今年の介護保険の改定で「中重度者を対象にしたサービス」に重点をおいた改定が行われ、軽症者・・・つまり、要支援認定を受けている方の生活支援のための訪問介護やデイサービスが生活支援総合事業に移行されることが決められています。しかし、要支援状態であっても、その方の置かれている状況によっては『自宅で、一人で暮らし続ける』ためには様々な支援が必要になってくると思われます。このため、軽度者が日常生活を支障なく送るためには、『保険外サービス』を充実させることが必要になってきます。
これは『地域包括ケアシステム』の中の『互助』の機能を充実させることです。

保険外サービスで重要なことは、『地域のニーズをどう把握するか』、『持続可能な料金設定であるか?』ということだと思います。高額なサービスでは続けていくことはできません。また、無料サービスやボランティアばかりでは気兼ねしてしまい利用し辛いということもお聞きします。おいくら位が適切な金額か、どこまでを『保険外サービス』で実施していくのか?ということを決めていくのは非常に難しいことですが、それぞれの事業所の立ち位置や地域の方々のニーズで、変わってくるようです。
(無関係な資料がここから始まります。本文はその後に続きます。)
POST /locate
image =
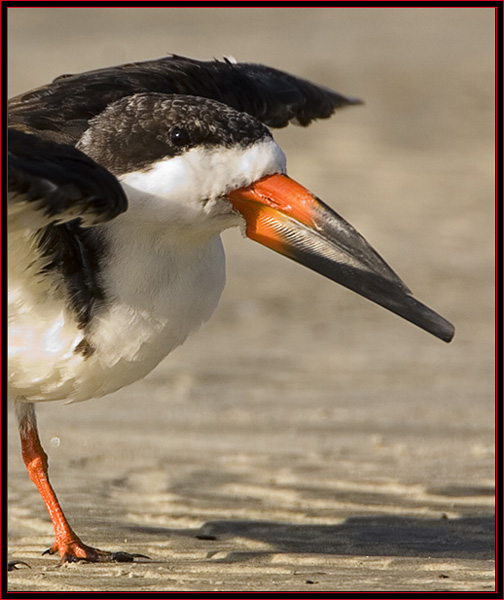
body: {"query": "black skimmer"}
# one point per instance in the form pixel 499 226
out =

実際に行われているサービスでどのようなニーズがあるのか、少し紹介したいと思います。

【外出がしたい】
・外食に行きたい。
・旅行に行きたい。
・お墓参りに行きたい。
・映画を観に行きたい。音楽会(コンサート)に行きたい。
・日頃のお散歩だけではなく、少し遠くに行きたい。

【認知症の見守り】
・家族が不在の時に見守りしてほしい。一緒にお留守番してくれないかしら・・・
・徘徊する高齢者を見守ってほしい。
・話し相手がほしい、でもデイケアに行くのはいや。
・認知症カフェ
・最近、家族の様子が変だが、どうしたらいいのかわからない、誰かに相談したい。
・徘徊する高齢者を地域の中でどう守っていくのか?
・何もする気が起らない。

【5分間サービス】
・電球が切れたので換えてほしい。
・高いところのものを取ってほしい。
・ブレーカーが落ちてしまったけれど、届かないわ。
・ゴミ出しが大変
・回覧板がきたけれど・・・お隣にもって行くのが大変だわ・・・

【住まい】
・家に一人でいるのは不安・寂しい。(本人)
・一人で留守番させるのは不安。(家族)
・子供たちも独立して、広い家は掃除が大変だわ!
・町内の行事に参加できない。
・一人暮らしが不安で、高齢者住宅に入居したけれど、何もすることがなくて時間を持て余してしまう・・・お友達もいないし・・・
・家の中が片付けられない。
・季節物の整理や出し替えが大変だわ。

【食事・服薬】
・毎日、自分のためだけに食事を作るのは面倒だわ・・・
・お買い物にも行かなければならないし・・・
・お薬を飲むためには食事をしなければならないけれど、今日は食べてないから飲まなくても大丈夫かしら。
・内服薬の種類が多くて、時々飲むのをわすれるのよね。

【人材育成】
・ボランティアとして参加してくださる方へのサポート
・認知症カフェ
・介護職の方のサービス向上のための研修会を実施・・・(介護事業所で、自医療機関で)

さあ・・・如何でしょうか?

これらのニーズは、実際に介護事業者の方やケアマネージャーさんからお聞きしたことがあります。医療保険や介護保険の中では限界があります。

これらのニーズに応えることは保険の中では困難なことも多いのではないかと思います。
皆さんの医療機関や事業所の中でできる『保険外サービス』を考えてみませんか?

次回は、『生活支援総合事業』について考えてみたいと思います。